臣が嫌な奴だったら直人くんだけを好きでいられるのに、こんな風にわたしの心の中に入ってきちゃう臣をズルイと思った。
「ユカリ…」
当たり前みたいに伸びてくる臣の腕に、簡単に抱きすくめられるわたしは、臣の温もりを身体が覚えていて、それを心地良く思っている自分がいる。

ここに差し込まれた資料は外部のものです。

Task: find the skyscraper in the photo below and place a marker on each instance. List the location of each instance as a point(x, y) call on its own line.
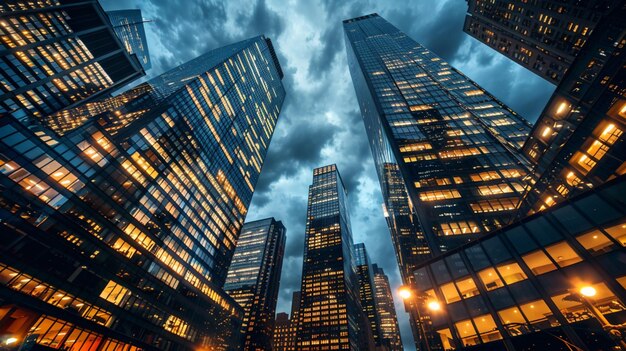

香水も興味がなかったのに、臣の匂いはわたしを安心させてくれて、臣以外の人がその匂いをつけているだけで、臣を連想させてしまう。
直人くんにあんなことされたわたしに優しくするなんて、臣はズルイ。
付け入るにはうってつけの展開に、自然と入り込む臣は、わたしをその腕にギュウっと抱きしめる。
心は直人くんのものに違いない。
それはきっとこれからも変わらない。
けれど、今この人の腕を離すことも、できそうもない…
「臣の謹慎解けたら、またここに連れて来て…」
涙を拭う臣の指が止まってわたしの頬にピタっと添えられた。
真剣な瞳は、そのままジッとわたしを見つめている。
「約束する」
「臣以外の後ろは乗らないから…」
「…うん」
そう答えた臣は、わたしと同じくらい泣きそうな真っ赤な目で、フワリと笑ったんだ。